All VIVA 2.0 capabilities, Voice Isolation v3, Turn Prediction v3, Interruption Prediction v1, Signal Detectors, and Voice Activity Detection, come bundled into existing VIVA pricing at no extra charge.
How it fits in your pipeline
VIVA 2.0 is a server-side SDK that sits in the audio pipeline before speech-to-text. The integration path is straightforward:
- Audio in — raw audio stream from the caller (WebRTC, SIP, PSTN, any codec)
- VIVA processes — voice isolation cleans the audio, turn prediction and interruption prediction read the conversational signals, signal detectors extract metadata — all in real time on CPU
- Clean audio + signals out — your STT, LLM, and TTS pipeline receives isolated speaker audio and conversational cues, so it can transcribe more accurately and respond at the right moment
No GPU required. 30 MB model footprint. 15 ms algorithmic latency for voice isolation. Drop-in for existing pipelines — if you’re already running STT, VIVA sits in front of it.
What builders are seeing
“When our development team demonstrated Krisp’s capabilities, we were blown away,” said Kumar Saurav, CTO of Vodex. “Seeing our bot continue uninterrupted, even amidst loud office noise, was a game-changer for us.”
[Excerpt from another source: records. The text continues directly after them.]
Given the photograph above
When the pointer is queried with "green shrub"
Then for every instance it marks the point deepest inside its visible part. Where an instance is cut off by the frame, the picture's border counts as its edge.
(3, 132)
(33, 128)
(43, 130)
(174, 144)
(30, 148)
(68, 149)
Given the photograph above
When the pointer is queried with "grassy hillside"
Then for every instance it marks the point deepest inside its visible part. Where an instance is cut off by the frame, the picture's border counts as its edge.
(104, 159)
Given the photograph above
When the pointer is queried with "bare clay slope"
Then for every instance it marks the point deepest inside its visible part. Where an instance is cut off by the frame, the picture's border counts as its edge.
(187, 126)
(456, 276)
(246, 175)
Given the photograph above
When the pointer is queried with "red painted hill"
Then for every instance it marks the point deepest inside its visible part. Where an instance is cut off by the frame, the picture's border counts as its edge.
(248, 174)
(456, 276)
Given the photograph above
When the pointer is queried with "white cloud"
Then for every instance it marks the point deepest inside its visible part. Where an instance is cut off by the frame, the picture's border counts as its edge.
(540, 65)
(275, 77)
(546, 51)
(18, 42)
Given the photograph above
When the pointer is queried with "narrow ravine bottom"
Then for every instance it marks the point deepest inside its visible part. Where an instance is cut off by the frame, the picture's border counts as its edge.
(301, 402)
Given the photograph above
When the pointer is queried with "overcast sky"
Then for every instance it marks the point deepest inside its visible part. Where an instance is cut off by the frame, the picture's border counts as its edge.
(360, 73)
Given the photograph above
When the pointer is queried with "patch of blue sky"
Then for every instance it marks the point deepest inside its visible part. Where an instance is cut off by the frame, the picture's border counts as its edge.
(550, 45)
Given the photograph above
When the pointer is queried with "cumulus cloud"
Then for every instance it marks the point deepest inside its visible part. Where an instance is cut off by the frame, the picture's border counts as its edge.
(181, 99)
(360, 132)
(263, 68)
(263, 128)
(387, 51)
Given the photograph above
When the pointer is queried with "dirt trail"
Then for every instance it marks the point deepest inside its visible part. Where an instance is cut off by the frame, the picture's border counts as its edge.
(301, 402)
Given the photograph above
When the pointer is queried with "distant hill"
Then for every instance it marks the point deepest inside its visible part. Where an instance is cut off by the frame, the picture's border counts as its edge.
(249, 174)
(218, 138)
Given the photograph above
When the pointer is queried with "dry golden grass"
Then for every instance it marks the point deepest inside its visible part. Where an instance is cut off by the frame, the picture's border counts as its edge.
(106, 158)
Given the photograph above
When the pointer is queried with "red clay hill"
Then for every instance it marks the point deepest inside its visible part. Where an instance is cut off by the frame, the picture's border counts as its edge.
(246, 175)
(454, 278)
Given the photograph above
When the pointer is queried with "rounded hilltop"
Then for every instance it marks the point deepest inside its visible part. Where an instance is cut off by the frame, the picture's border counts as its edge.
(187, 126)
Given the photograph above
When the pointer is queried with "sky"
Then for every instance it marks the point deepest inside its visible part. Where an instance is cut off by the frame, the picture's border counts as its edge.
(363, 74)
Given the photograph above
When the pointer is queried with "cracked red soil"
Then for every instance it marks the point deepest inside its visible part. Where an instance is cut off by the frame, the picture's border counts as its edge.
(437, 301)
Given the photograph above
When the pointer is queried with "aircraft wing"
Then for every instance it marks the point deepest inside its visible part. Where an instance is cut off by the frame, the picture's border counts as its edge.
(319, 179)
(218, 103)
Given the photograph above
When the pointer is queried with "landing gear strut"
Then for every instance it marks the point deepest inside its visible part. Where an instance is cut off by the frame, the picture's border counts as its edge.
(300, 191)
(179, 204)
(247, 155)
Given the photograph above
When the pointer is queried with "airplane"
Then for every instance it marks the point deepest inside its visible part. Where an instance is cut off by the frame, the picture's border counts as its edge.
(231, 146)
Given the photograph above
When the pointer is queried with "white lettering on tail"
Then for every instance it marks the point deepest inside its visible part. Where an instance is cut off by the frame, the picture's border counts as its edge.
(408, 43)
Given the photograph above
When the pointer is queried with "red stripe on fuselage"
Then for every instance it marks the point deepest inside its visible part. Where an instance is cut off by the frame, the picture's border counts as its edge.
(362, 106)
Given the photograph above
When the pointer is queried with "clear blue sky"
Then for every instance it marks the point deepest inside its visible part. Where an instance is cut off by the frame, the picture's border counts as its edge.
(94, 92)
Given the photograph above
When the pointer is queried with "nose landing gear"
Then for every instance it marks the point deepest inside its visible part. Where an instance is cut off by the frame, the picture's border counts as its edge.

“At scale, the biggest challenge in voice AI isn’t the model. It’s the quality of the signal going into it,” said David Casem, CEO of Telnyx. “Krisp addresses that at the source, which improves everything downstream from transcription to response.”
From agents that break in noise to agents that understand the conversation.
Why we’re launching at Twilio Signal
Twilio’s ecosystem sits at the center of where the demo-to-production gap is biggest. Contact centers, IVRs, voice agents handling millions of calls over PSTN and SIP — these are the environments where real-world audio destroys agent performance and silence-based turn-taking falls apart. The builders at Signal are the ones hitting this wall every day.
We’re launching VIVA 2.0 here because these are the pipelines it was built for.
If you’re at Signal, come find us. If you’re not, VIVA 2.0 is available now.
The thesis
Voice is becoming the main way humans interact with AI. Support, healthcare, finance, shopping, companionship. Every one of those conversations happens in the real world, with real-world noise and real-world conversational rules that nobody teaches but everyone knows.
The industry has spent two years building voice agents that talk. The next generation will be voice agents that listen. That’s the shift from reactive to predictive. That’s what VIVA 2.0 makes possible.